The state frequently adds to these conflicts through changes in national land policies that weaken customary or community-based tenure practices. In Niger, tenure reforms in the 1960s and 1970s abolished the system of “tithe” payments that tenant farmers paid to local chiefs under customary tenure practice and asserted state ownership over all lands. The intent was to give greater land rights to tenant farmers. However, later reforms in the 1980s reasserted the right of traditional chiefs to control land use by allocating pasture and agricultural land. The confusion brought on by these land policies has created conflicts between farmers, pastoralists, and customary chiefs and landowners, and has weakened tenure security for all parties (Bruce et al. 1995:19-21).

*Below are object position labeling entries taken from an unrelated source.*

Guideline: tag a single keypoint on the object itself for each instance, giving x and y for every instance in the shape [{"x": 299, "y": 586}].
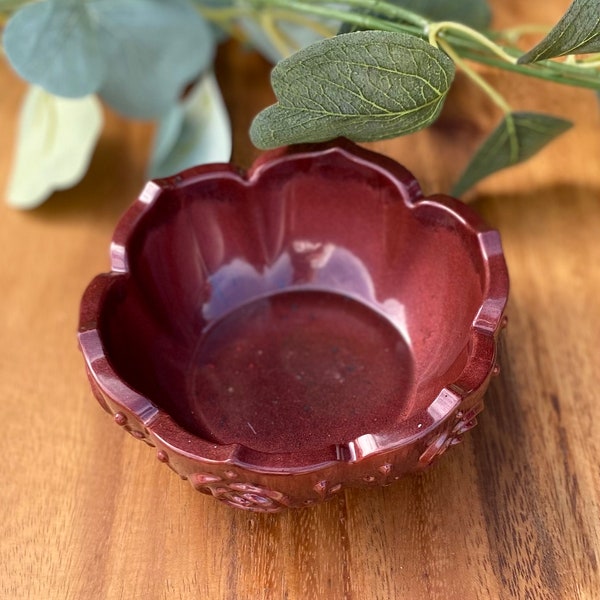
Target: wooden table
[{"x": 87, "y": 512}]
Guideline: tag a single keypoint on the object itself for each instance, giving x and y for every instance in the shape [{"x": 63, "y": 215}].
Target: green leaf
[
  {"x": 55, "y": 45},
  {"x": 474, "y": 13},
  {"x": 518, "y": 137},
  {"x": 55, "y": 142},
  {"x": 578, "y": 32},
  {"x": 365, "y": 86},
  {"x": 137, "y": 54},
  {"x": 194, "y": 132}
]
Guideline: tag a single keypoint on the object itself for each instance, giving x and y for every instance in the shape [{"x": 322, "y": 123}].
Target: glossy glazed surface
[{"x": 312, "y": 314}]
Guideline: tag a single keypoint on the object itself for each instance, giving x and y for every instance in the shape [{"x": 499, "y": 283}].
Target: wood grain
[{"x": 512, "y": 513}]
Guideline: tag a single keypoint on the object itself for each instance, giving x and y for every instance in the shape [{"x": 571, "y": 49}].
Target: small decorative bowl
[{"x": 313, "y": 324}]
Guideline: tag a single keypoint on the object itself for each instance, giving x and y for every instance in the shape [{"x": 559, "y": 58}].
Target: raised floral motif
[
  {"x": 246, "y": 496},
  {"x": 452, "y": 435}
]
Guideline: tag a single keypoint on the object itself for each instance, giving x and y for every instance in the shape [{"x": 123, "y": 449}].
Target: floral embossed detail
[
  {"x": 452, "y": 435},
  {"x": 246, "y": 496}
]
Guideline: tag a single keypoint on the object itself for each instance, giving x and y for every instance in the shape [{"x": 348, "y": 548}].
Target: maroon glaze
[{"x": 316, "y": 317}]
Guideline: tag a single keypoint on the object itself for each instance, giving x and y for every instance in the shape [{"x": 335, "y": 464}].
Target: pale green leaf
[
  {"x": 56, "y": 139},
  {"x": 578, "y": 32},
  {"x": 55, "y": 45},
  {"x": 518, "y": 137},
  {"x": 365, "y": 86},
  {"x": 137, "y": 54},
  {"x": 194, "y": 132}
]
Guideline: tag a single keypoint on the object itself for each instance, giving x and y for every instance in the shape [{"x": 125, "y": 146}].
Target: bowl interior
[{"x": 296, "y": 310}]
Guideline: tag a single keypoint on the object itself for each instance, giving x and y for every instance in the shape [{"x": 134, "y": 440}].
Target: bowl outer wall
[{"x": 364, "y": 461}]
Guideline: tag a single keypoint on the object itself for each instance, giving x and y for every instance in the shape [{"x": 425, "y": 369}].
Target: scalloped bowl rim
[{"x": 484, "y": 329}]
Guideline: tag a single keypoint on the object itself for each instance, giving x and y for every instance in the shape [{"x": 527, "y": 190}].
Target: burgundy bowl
[{"x": 312, "y": 324}]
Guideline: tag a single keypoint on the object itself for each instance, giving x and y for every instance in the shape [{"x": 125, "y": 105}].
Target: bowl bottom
[{"x": 297, "y": 371}]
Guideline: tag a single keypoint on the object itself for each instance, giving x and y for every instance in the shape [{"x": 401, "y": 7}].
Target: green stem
[
  {"x": 467, "y": 43},
  {"x": 479, "y": 81},
  {"x": 437, "y": 29}
]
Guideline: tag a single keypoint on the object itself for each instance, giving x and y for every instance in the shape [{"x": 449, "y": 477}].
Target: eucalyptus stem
[
  {"x": 468, "y": 43},
  {"x": 437, "y": 29}
]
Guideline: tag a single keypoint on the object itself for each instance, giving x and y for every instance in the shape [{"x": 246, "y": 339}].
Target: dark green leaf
[
  {"x": 365, "y": 86},
  {"x": 55, "y": 45},
  {"x": 518, "y": 137},
  {"x": 578, "y": 32}
]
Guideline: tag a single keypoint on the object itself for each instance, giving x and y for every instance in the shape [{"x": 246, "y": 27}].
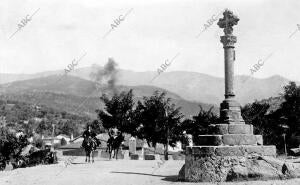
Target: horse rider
[{"x": 112, "y": 133}]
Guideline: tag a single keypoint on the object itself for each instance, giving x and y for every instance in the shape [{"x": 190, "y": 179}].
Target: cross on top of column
[{"x": 228, "y": 21}]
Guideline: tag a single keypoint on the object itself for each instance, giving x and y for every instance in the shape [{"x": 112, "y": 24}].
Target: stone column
[{"x": 230, "y": 111}]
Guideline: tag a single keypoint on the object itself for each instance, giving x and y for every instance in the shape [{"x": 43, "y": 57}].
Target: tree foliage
[{"x": 118, "y": 112}]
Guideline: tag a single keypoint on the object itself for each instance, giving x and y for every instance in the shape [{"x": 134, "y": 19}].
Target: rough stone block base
[
  {"x": 228, "y": 139},
  {"x": 77, "y": 152},
  {"x": 149, "y": 157},
  {"x": 242, "y": 150},
  {"x": 236, "y": 168}
]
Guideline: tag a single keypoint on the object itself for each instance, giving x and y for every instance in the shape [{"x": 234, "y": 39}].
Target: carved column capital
[{"x": 228, "y": 41}]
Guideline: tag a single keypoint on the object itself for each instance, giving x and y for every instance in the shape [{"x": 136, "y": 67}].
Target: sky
[{"x": 151, "y": 33}]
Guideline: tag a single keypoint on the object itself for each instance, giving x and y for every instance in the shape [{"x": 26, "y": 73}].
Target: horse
[
  {"x": 90, "y": 145},
  {"x": 114, "y": 144}
]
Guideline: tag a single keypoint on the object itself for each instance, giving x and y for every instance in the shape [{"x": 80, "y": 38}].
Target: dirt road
[{"x": 104, "y": 172}]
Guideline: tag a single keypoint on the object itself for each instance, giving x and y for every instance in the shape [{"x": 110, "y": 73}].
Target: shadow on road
[{"x": 170, "y": 178}]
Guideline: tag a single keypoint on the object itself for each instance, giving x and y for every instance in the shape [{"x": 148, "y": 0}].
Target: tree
[
  {"x": 118, "y": 112},
  {"x": 159, "y": 120},
  {"x": 44, "y": 127},
  {"x": 273, "y": 124}
]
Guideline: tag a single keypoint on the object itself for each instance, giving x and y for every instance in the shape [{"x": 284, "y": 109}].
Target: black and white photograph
[{"x": 149, "y": 92}]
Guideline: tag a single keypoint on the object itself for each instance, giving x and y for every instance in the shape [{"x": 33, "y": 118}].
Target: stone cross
[
  {"x": 230, "y": 111},
  {"x": 132, "y": 145},
  {"x": 228, "y": 41}
]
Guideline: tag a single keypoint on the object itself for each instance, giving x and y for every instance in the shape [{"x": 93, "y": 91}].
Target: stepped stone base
[
  {"x": 236, "y": 168},
  {"x": 228, "y": 139},
  {"x": 222, "y": 129}
]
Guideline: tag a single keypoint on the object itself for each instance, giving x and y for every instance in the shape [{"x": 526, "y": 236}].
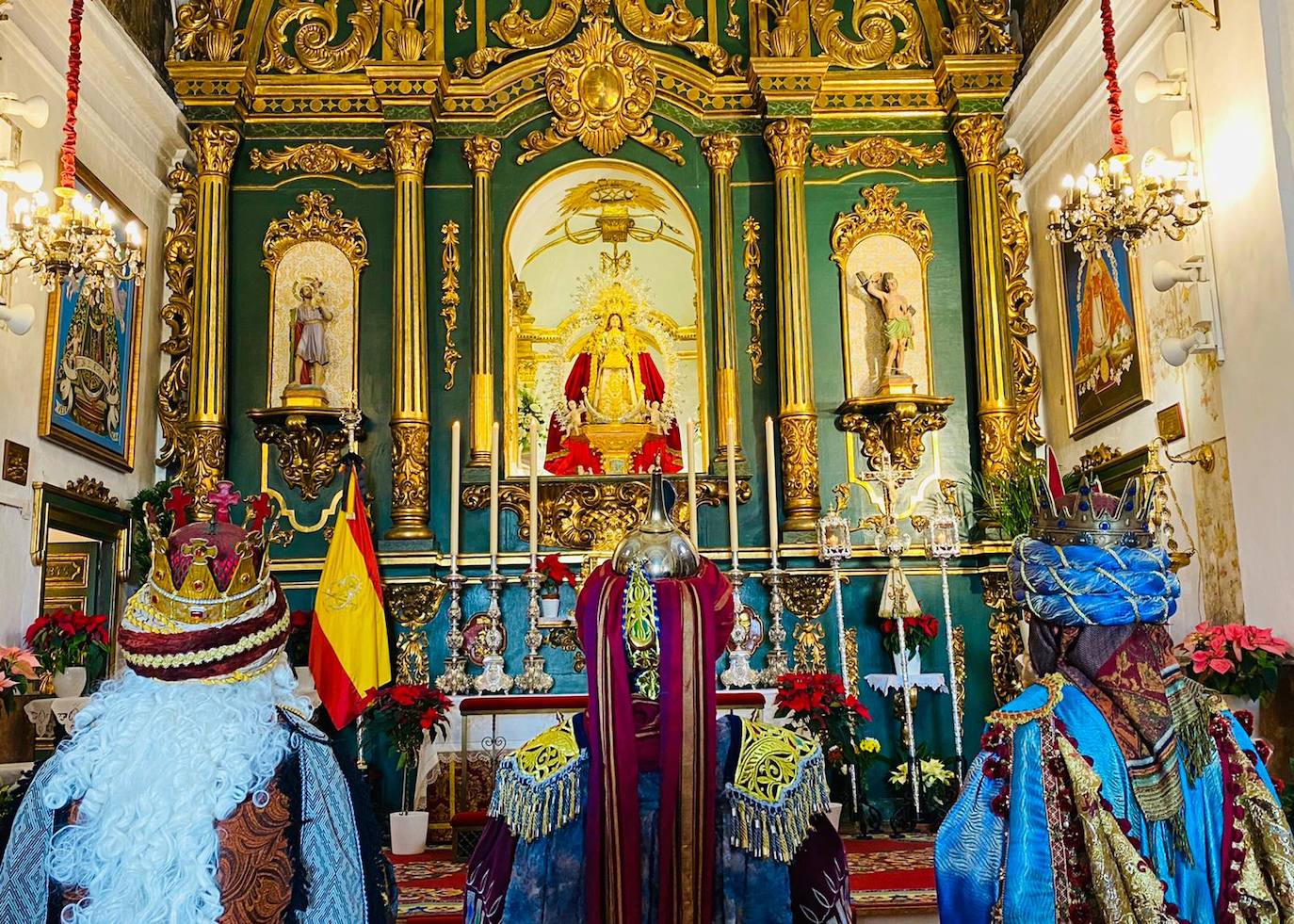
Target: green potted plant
[
  {"x": 70, "y": 646},
  {"x": 404, "y": 716}
]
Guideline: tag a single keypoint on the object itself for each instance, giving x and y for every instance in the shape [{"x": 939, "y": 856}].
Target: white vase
[
  {"x": 408, "y": 833},
  {"x": 70, "y": 682},
  {"x": 833, "y": 810}
]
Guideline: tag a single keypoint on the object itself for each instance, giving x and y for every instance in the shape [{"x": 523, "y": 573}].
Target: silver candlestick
[
  {"x": 737, "y": 673},
  {"x": 535, "y": 675},
  {"x": 493, "y": 678},
  {"x": 454, "y": 680}
]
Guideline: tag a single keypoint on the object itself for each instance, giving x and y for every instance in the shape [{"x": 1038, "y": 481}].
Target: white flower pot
[
  {"x": 833, "y": 814},
  {"x": 408, "y": 833},
  {"x": 70, "y": 682}
]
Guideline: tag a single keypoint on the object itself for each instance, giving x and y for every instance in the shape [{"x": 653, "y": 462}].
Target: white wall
[
  {"x": 128, "y": 134},
  {"x": 1059, "y": 117}
]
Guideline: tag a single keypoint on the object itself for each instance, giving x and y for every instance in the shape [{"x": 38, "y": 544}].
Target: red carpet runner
[{"x": 884, "y": 875}]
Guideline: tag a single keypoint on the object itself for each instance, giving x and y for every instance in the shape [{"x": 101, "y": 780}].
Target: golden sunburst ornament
[{"x": 601, "y": 89}]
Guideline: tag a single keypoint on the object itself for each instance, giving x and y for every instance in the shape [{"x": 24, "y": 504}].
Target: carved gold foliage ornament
[
  {"x": 889, "y": 33},
  {"x": 449, "y": 298},
  {"x": 204, "y": 30},
  {"x": 317, "y": 45},
  {"x": 753, "y": 295},
  {"x": 320, "y": 156},
  {"x": 177, "y": 260},
  {"x": 601, "y": 89},
  {"x": 1020, "y": 298},
  {"x": 879, "y": 152}
]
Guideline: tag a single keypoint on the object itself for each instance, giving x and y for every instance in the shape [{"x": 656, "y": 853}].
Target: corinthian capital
[
  {"x": 979, "y": 138},
  {"x": 788, "y": 141},
  {"x": 214, "y": 146},
  {"x": 721, "y": 151},
  {"x": 409, "y": 144},
  {"x": 481, "y": 153}
]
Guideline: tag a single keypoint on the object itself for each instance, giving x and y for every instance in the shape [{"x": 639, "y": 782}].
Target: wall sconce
[{"x": 1149, "y": 86}]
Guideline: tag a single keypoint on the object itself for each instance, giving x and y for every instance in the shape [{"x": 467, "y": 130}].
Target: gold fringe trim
[
  {"x": 535, "y": 809},
  {"x": 777, "y": 830}
]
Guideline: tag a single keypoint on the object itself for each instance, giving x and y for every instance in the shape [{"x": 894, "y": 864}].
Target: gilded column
[
  {"x": 721, "y": 153},
  {"x": 202, "y": 462},
  {"x": 481, "y": 154},
  {"x": 411, "y": 421},
  {"x": 798, "y": 418},
  {"x": 979, "y": 138}
]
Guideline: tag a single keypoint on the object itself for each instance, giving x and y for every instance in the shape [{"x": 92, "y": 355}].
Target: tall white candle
[
  {"x": 731, "y": 453},
  {"x": 690, "y": 462},
  {"x": 770, "y": 463},
  {"x": 493, "y": 498},
  {"x": 535, "y": 494},
  {"x": 454, "y": 500}
]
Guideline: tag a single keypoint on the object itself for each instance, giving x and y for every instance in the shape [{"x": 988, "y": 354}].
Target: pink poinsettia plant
[{"x": 1236, "y": 659}]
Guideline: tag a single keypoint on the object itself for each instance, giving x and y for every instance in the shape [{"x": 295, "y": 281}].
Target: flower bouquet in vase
[
  {"x": 404, "y": 716},
  {"x": 819, "y": 706},
  {"x": 556, "y": 574},
  {"x": 1239, "y": 661},
  {"x": 72, "y": 647}
]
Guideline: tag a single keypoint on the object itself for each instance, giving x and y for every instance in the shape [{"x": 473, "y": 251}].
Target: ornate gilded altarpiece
[{"x": 525, "y": 171}]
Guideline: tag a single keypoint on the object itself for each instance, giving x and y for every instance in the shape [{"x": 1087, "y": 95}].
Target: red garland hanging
[
  {"x": 68, "y": 156},
  {"x": 1118, "y": 144}
]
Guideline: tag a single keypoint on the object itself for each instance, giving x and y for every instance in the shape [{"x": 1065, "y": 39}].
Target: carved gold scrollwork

The dual nature of land tenure arrangements persists whether national policies explicitly recognize customary tenure systems, ignore them, or actively work to dismantle them. Attempts to completely overturn customary tenure systems and replace them with formalized systems of purely individual property rights have rarely been effective, prompting a shift in approach from replacement to adaptation (Bruce 1998b:81). For instance, in the case of forest land claimed by the state, the state may grant individuals from a community the right to collect medicinal plants or fallen branches for firewood, and local groups might have the right to plant trees, but the state might reserve the right to approve any felling of trees and to collect revenue from timber users (Meinzen-Dick et al. 2004:7). Joint forest management agreements between communities and state governments in India often follow this pattern, recognizing in law certain community use-rights but retaining for the state many of the other prerogatives of property ownership, including ultimate title.
The balance between the two components of dual tenure systems is dynamic and ever-shifting. In general, however, customary systems operate as the de facto allocators of land and natural resources in rural areas, with the rules of such allocation increasingly subject to modification by national policies and institutions and in response to changing economic conditions (Elbow et al. 1998:16-17).